CLDERA: Developing a Novel Foundational Approach for Attributing Localized Source Forcings in the Climate

  • Bull, Diana (Sandia National Laboratories)
  • Peterson, Kara (Sandia National Laboratories)
  • Tezaur, Irina (Sandia National Laboratories)
  • Shand, Lyndsay (Sandia National Laboratories)
  • Swiler, Laura (Sandia National Laboratories)

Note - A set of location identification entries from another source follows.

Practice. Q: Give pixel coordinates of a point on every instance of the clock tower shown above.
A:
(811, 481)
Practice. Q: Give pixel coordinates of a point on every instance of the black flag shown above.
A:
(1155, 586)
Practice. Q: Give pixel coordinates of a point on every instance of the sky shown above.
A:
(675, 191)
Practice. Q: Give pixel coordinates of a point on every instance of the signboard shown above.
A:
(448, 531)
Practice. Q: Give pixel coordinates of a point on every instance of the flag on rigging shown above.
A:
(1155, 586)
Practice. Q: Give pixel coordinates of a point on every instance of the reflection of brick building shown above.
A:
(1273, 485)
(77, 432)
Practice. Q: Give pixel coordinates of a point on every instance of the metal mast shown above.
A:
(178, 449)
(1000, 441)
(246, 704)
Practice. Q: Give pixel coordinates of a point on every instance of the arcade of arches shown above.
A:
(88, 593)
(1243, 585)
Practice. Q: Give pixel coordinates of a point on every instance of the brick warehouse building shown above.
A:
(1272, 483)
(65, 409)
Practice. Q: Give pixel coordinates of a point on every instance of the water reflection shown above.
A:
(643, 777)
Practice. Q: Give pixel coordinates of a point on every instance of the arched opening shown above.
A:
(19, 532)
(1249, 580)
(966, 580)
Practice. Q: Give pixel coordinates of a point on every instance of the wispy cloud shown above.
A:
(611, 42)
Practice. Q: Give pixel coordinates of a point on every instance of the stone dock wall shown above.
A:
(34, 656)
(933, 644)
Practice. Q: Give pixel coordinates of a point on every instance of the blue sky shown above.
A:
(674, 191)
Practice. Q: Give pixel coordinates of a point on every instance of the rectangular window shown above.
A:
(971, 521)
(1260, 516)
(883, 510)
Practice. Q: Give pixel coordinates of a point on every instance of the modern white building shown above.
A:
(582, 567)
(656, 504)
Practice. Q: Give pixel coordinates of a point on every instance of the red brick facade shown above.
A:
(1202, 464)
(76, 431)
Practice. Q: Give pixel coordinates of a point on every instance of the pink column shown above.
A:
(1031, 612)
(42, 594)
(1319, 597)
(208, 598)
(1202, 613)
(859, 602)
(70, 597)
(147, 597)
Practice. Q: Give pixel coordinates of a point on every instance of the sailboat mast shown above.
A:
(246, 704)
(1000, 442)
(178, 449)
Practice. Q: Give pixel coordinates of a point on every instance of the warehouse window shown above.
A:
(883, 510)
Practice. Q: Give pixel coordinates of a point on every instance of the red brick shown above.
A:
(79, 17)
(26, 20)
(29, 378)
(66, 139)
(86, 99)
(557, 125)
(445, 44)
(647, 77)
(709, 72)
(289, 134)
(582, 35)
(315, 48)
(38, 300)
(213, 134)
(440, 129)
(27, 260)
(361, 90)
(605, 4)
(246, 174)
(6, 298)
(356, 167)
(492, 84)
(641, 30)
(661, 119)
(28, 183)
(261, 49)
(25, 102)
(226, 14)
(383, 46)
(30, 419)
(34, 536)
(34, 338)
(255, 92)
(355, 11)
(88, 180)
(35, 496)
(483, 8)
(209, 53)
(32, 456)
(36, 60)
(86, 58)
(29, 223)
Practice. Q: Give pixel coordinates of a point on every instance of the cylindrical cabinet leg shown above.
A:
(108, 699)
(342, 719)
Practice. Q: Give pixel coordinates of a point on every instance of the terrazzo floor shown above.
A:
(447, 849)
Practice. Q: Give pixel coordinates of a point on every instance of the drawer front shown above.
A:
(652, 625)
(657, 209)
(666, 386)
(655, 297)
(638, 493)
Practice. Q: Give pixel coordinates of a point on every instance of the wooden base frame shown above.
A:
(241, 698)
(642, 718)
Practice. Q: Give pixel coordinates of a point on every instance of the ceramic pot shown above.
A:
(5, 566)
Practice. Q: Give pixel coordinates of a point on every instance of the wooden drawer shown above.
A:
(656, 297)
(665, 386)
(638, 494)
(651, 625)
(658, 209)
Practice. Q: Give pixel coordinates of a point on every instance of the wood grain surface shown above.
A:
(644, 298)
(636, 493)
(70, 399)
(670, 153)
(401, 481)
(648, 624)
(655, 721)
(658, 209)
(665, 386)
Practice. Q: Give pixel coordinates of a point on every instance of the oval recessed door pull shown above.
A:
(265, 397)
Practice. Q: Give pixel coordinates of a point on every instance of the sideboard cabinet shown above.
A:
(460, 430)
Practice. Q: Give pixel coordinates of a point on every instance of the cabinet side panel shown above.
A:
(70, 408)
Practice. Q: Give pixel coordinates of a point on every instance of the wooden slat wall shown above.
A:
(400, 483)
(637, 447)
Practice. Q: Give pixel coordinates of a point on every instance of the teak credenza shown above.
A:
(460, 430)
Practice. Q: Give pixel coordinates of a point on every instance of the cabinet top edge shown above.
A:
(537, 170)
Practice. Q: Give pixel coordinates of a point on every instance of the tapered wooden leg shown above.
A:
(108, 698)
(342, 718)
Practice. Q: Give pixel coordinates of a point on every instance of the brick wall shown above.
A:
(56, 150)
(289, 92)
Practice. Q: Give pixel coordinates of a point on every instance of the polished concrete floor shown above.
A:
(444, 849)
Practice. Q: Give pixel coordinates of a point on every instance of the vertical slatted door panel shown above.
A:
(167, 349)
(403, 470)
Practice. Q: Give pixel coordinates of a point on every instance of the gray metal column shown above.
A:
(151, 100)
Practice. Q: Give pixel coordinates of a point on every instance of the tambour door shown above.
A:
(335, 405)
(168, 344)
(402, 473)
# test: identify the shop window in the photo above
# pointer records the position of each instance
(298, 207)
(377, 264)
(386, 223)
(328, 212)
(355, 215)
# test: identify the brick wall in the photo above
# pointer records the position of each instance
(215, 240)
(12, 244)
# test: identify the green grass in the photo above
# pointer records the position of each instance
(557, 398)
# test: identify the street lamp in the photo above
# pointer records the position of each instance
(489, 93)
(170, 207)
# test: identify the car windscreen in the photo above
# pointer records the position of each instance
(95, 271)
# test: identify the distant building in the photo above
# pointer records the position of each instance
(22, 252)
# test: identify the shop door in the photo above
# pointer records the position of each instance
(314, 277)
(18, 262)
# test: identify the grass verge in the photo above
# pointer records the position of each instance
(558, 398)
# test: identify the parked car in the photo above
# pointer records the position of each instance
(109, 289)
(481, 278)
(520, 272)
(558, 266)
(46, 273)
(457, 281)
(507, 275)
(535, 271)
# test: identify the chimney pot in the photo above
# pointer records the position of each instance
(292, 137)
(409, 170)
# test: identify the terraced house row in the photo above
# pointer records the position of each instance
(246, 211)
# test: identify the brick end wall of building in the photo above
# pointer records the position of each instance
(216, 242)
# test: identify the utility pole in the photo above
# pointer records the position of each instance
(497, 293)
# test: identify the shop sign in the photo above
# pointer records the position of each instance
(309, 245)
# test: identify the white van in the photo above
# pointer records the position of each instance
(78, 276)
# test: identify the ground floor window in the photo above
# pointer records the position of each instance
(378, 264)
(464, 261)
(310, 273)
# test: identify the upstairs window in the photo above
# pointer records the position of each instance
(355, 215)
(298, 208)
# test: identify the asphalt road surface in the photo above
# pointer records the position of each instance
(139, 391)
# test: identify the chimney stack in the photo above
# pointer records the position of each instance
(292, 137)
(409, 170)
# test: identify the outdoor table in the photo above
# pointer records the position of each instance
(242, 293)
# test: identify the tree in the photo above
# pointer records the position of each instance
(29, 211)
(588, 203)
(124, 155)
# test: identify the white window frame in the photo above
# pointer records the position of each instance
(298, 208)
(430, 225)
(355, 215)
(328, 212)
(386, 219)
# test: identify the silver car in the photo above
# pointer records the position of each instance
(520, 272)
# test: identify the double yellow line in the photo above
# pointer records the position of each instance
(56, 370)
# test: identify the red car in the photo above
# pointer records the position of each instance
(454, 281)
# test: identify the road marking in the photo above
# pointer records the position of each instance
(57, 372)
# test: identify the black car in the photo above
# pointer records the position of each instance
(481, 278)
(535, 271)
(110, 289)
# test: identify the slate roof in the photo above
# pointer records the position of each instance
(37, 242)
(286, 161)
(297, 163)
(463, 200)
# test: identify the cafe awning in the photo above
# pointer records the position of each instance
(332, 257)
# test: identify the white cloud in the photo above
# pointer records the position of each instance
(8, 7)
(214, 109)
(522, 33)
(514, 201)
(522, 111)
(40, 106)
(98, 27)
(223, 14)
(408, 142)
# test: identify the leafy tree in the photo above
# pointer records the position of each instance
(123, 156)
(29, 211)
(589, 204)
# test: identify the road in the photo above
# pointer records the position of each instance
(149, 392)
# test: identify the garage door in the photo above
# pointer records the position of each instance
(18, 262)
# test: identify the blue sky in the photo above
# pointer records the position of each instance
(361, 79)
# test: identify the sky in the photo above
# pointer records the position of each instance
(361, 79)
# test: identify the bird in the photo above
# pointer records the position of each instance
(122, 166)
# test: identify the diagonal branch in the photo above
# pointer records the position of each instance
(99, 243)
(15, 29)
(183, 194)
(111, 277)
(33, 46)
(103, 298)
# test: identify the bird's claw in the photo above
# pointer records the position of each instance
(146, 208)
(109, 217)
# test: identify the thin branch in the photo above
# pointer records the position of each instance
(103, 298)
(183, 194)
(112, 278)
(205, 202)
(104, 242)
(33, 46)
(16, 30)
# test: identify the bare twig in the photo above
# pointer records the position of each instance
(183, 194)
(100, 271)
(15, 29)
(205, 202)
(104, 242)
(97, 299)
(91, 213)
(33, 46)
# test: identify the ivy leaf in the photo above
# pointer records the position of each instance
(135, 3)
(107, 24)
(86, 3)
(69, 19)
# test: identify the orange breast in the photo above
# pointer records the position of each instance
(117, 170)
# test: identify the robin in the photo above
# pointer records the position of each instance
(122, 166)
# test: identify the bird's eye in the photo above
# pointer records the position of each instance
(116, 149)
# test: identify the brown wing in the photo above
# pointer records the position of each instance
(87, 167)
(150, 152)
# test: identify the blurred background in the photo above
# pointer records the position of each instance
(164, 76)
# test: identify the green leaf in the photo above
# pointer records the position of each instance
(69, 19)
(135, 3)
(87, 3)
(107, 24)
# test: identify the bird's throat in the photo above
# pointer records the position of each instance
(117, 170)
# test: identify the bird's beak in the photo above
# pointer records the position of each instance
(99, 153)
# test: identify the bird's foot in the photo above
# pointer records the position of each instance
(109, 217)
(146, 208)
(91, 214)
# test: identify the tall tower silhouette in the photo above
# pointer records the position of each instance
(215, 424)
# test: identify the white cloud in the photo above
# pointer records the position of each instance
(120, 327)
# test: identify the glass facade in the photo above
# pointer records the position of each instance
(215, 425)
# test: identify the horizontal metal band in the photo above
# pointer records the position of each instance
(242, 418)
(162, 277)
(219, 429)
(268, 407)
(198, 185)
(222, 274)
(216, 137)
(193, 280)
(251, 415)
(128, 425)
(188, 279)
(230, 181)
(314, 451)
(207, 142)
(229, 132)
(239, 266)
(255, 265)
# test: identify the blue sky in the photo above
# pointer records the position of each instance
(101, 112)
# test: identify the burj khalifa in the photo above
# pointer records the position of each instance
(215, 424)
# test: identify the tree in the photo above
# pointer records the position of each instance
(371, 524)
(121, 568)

Please login to view abstract download link

The ability to distinguish the impacts of intervention, anthropogenic climate change, and natural variability, as well as to quantify the proportion of impacts attributable to each, will become increasingly important as the effects of climate change compound and decision-makers must plan for future mitigation and adaptation scenarios. Due to the innate complexity of the climate, enough data must be available to overcome large sources of variability and uncover complex, often nonlinear, correlations. This is an underlying hurdle to the successful discovery of source-impact relationships. Addressing this challenging problem requires integrating foundational research to improve the intelligibility of Earth System Models (ESMs) and fusing disparate observational data sources in order to bridge the gap between observations and models and enable reliable attribution. In this talk, we will provide an overview of the CLDERA (CLimage impact: Determing Etiology thRough pAthways) project at Sandia National Laboratories, which aims to develop methods to enable the discovery of pathways between sources and impacts in simulated and observational data. The uncovered pathways elucidate connective relationships, enabling a deeper understanding of cause and effect in the climate, and offer much needed constraints for the inverse attribution problem. Using the 1991 eruption of Mt. Pinatubo, a Stratospheric Aerosol Injection (SAI) event, as an exemplar, we are developing novel computational modeling techniques using the U.S. Department of Energy’s Energy Exascale Earth System Model (E3SM) in combination with multivariate statistical techniques applied to large-scale observational data in order to provide constraints for the attribution of impacts from the eruption. A brief overview of the aims of CLDERA along with descriptions of analytical techniques we are pursuing and some early results will be provided.